Pollox jeudi 10 septembre 22:00

Le domaine est magnifiquement entretenu. La comptabilité absolument parfaite, je n’ai trouvé aucun chiffre qui puisse m’inquiéter, chacune de mes questions a trouvé réponse et le bilan 2019 est très satisfaisant. Les gérants Mme et M. Ertaclis sont des personnes rigoureuses qui semblent maîtriser la gestion comptable et celle bien plus difficile des activités humaines. Ce fut un plaisir que cette première journée.

En soirée, une réception en mon honneur était organisée dans la grande salle du domaine. Ce fut très réjouissant. Il se trouvait là, une vingtaine de convives, quelques notables, Monsieur le maire et son épouse, 2 négociants en vins de Bourg-en-Bresse très vifs d’esprit, et des couples d’amis des époux Ertaclis avec qui je n’ai malheureusement trouvé le temps de faire plus ample connaissance… J’ai dégusté, avec mesure, les vins de la production. Nous avons dîné d’un buffet composé de mets raffinés tous présentés en bouchées sur des assiettes de porcelaine de la taille d’une petite boîte d’allumettes. C’était charmant et très original. Je n’avais jamais vu cela à Lyon.

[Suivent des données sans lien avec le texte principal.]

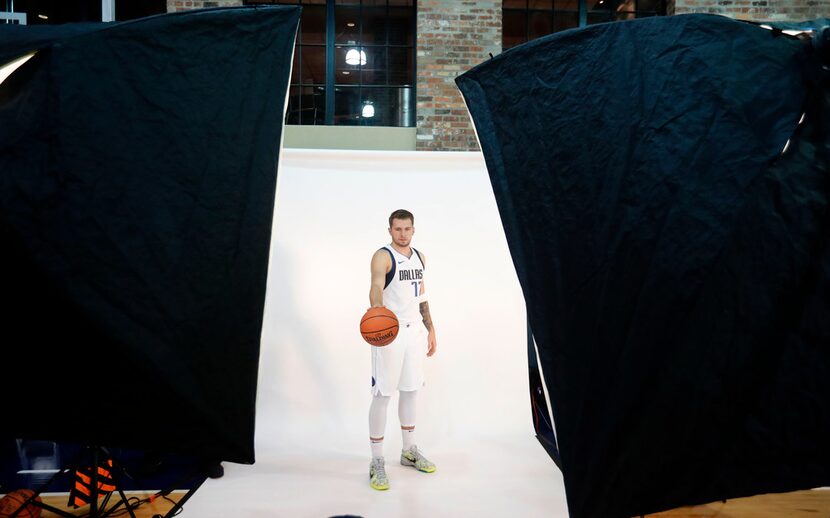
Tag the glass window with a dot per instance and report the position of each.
(361, 72)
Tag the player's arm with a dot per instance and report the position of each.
(427, 318)
(381, 264)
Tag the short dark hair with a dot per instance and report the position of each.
(401, 214)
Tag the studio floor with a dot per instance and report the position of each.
(482, 478)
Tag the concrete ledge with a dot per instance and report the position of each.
(349, 137)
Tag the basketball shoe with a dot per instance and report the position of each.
(412, 457)
(377, 475)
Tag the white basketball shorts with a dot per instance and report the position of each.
(400, 365)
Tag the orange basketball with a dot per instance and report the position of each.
(379, 326)
(15, 500)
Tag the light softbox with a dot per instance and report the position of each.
(138, 165)
(667, 214)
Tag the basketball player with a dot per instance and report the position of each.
(398, 284)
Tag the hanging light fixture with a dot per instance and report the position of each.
(355, 57)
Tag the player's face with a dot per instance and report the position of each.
(401, 231)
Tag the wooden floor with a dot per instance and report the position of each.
(812, 504)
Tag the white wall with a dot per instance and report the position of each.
(331, 215)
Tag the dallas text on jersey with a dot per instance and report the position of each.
(408, 275)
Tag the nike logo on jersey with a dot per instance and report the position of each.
(408, 275)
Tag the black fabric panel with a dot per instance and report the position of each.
(139, 168)
(674, 262)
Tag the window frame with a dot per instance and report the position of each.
(331, 47)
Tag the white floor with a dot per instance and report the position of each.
(498, 477)
(315, 370)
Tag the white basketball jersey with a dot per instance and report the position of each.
(404, 286)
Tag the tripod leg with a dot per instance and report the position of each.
(178, 505)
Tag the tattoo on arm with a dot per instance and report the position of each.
(424, 307)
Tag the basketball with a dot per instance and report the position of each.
(14, 500)
(379, 326)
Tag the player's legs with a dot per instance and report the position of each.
(377, 423)
(406, 412)
(412, 378)
(377, 427)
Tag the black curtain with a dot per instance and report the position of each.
(668, 218)
(138, 166)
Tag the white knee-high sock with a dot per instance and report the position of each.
(406, 413)
(377, 423)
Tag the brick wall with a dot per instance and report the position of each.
(453, 36)
(757, 10)
(183, 5)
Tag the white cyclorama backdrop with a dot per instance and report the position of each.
(474, 417)
(331, 216)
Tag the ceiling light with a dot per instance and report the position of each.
(355, 57)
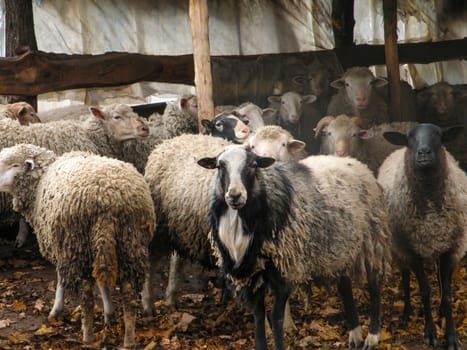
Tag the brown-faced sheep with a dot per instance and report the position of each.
(23, 112)
(277, 225)
(342, 136)
(426, 196)
(100, 237)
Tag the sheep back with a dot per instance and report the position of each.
(444, 227)
(84, 200)
(179, 188)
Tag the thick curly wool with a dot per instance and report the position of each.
(93, 216)
(321, 237)
(179, 188)
(434, 230)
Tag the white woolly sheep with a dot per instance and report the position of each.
(103, 133)
(357, 96)
(275, 142)
(342, 136)
(179, 190)
(426, 196)
(100, 237)
(290, 110)
(277, 225)
(23, 112)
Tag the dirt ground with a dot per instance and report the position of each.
(200, 321)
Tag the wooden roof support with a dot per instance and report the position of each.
(392, 58)
(202, 58)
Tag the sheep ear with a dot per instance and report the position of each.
(338, 83)
(295, 145)
(309, 98)
(299, 80)
(395, 138)
(451, 133)
(29, 164)
(264, 162)
(378, 82)
(208, 162)
(97, 112)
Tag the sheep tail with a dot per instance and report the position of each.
(105, 264)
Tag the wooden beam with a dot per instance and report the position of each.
(202, 58)
(392, 58)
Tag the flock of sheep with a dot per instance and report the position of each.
(103, 190)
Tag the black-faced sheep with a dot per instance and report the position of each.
(342, 136)
(445, 105)
(290, 108)
(93, 217)
(426, 196)
(23, 112)
(276, 225)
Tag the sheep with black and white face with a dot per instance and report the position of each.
(280, 224)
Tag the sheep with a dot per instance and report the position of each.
(317, 81)
(178, 188)
(23, 112)
(102, 133)
(342, 136)
(357, 95)
(426, 196)
(275, 142)
(290, 110)
(280, 224)
(227, 125)
(100, 237)
(445, 105)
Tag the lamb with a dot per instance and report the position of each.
(275, 142)
(103, 133)
(227, 125)
(23, 112)
(357, 95)
(290, 111)
(281, 224)
(426, 196)
(342, 136)
(100, 237)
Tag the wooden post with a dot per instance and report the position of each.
(202, 58)
(392, 58)
(20, 36)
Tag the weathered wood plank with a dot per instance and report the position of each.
(202, 58)
(392, 58)
(37, 72)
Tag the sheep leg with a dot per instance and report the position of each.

Je ne suis guère conviée, il est vrai, à des réceptions, d’ordinaire.


Pollox vendredi 11 septembre 23:00

Après une matinée de travail on m’a fait l’honneur de la visite des caves. Elles sont impressionnantes, les cuves d’acier habitent l’espace comme des géants. Tout y est rutilant de propreté. Je ne suis en rien spécialiste de l’élaboration des vins, mais je n’avais pas souvenir de ces cuves et de cette atmosphère de laboratoire moderne et mécanisé.

La mémoire ne me faisait pas défaut, le chai de mon enfance était toujours là. Réservé à quelques fermentations d’excellences. L’odeur d’alcool, de légère moisissure, de sucre et de bois mêlés fit naître une larme. Je la laissai vivre, j’avais un mouchoir, il faisait sombre et je ne portais pas de maquillage. L’image du lac et de ma dérive, s’inscrivit derrière mes paupières et je sus à cet instant que j’avais trouvé là, des réponses à des questions que je ne me posais pas.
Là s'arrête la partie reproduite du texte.